StringComparator

The Dictionary intrinsic class allows the program to customize how strings in the dictionary are compared to input strings using a "comparator" object. StringComparator provides an implementation of the comparator interface that's fast and efficient, since it's implemented natively in the interpreter.

StringComparator objects can be customized in several ways:

Case sensitivity: you can control whether or not case is significant. In other words, you can specify whether or not a lower-case letter in one string can match the corresponding upper-case letter in another string.
Truncation: you can specify whether or not words can be shortened, and the minimum length if so. If truncation is allowed, then an input word will match a reference (dictionary) word if the input word is at least as long as the minimum truncation length, and the input word matches the leading substring of the dictionary word of the same length as the input word. Hence, if the truncation length is 6, then "flashl" and "flashlig" will match "flashlight" (although "flashlamp" will not, as it's not a leading substring of "flashlight").
Character equivalences: you can specify a set of equivalence mappings that allow a given sequence of input characters to match one or more dictionary characters. This mechanism is specifically designed to allow input strings to use approximations of accented letters, ligatures, and other special characters, while still retaining full information on the actual characters in the input string. See below for details.

StringComparator objects are immutable once created, so you cannot change any of the comparison rules after creating one of these objects. This is important, because it conforms to the Dictionary class's requirement that the comparison rules of a comparator must never change once a comparator is installed. If you want to change a dictionary's comparison rules dynamically, simply create a new StringComparator (or a custom comparator object of your own) and install it in the dictionary.

When using the StringComparator class, you must #include <strcomp.h> in your source files.

Equivalence mappings

The StringComparator class lets you specify that certain sequences of characters in an input string can match other characters in reference (dictionary) strings.
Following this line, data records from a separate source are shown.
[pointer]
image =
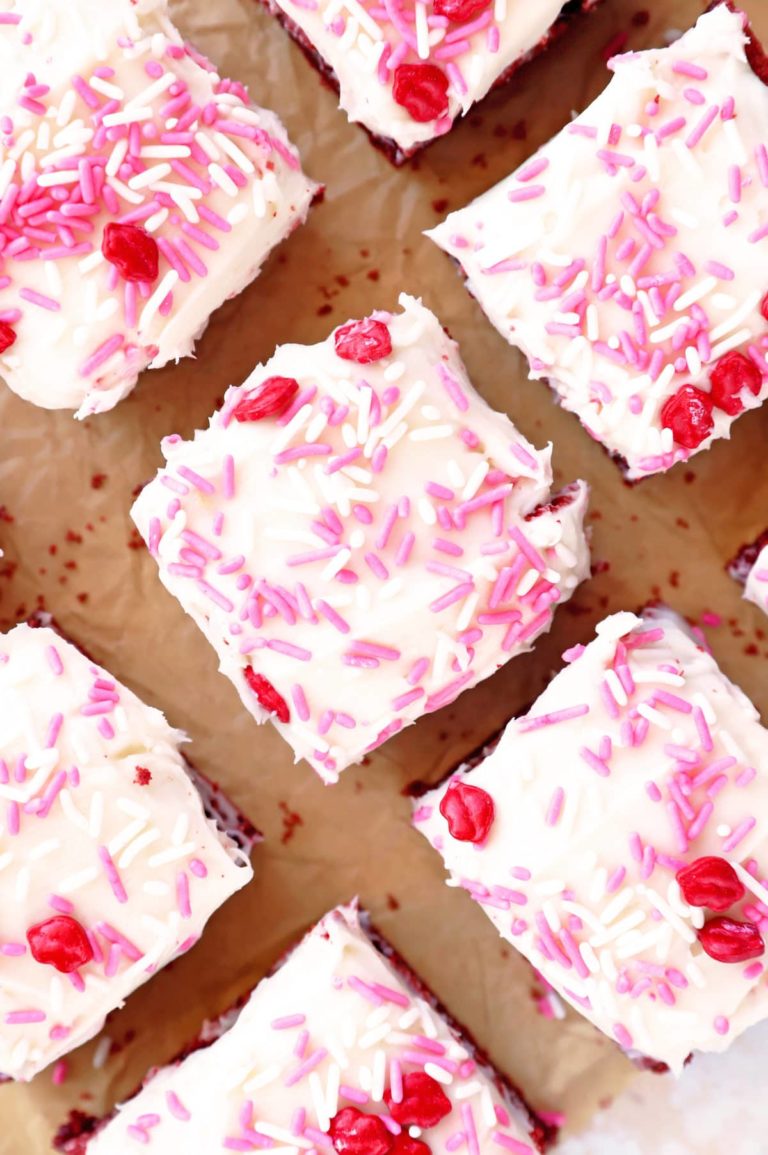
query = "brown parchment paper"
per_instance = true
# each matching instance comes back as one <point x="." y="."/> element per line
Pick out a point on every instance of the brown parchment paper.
<point x="66" y="490"/>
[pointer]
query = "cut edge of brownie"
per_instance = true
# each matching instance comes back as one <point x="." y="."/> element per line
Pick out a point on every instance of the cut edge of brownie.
<point x="386" y="144"/>
<point x="74" y="1135"/>
<point x="217" y="805"/>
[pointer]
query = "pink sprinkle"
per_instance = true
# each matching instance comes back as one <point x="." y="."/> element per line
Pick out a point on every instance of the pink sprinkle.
<point x="183" y="894"/>
<point x="101" y="355"/>
<point x="113" y="878"/>
<point x="556" y="807"/>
This is done through "equivalence mappings," which specify characters that are considered equivalent for the purposes of matching strings.

Equivalence mappings are designed primarily to make things easier for authors and players in games written in languages using accented and other special characters. Here are the specific cases that went into the StringComparator's design:

A player might want to run a German game on a computer localized for the US, where it's not convenient to enter accented characters. The player might thus want to type simply "o" instead of "ö" or "u" instead of "ü".
In French, it's conventional to elide accents on capitalized letters, so we might want "Elan" to match "élan" in the dictionary.
In German, a pair of lower-case s's is usually, but not always, written with the "ess-zet" or sharp-s ligature, "ß". So, we might want the input "gross" to match "groß" in the dictionary.
We might want to allow writing "æ" as "ae".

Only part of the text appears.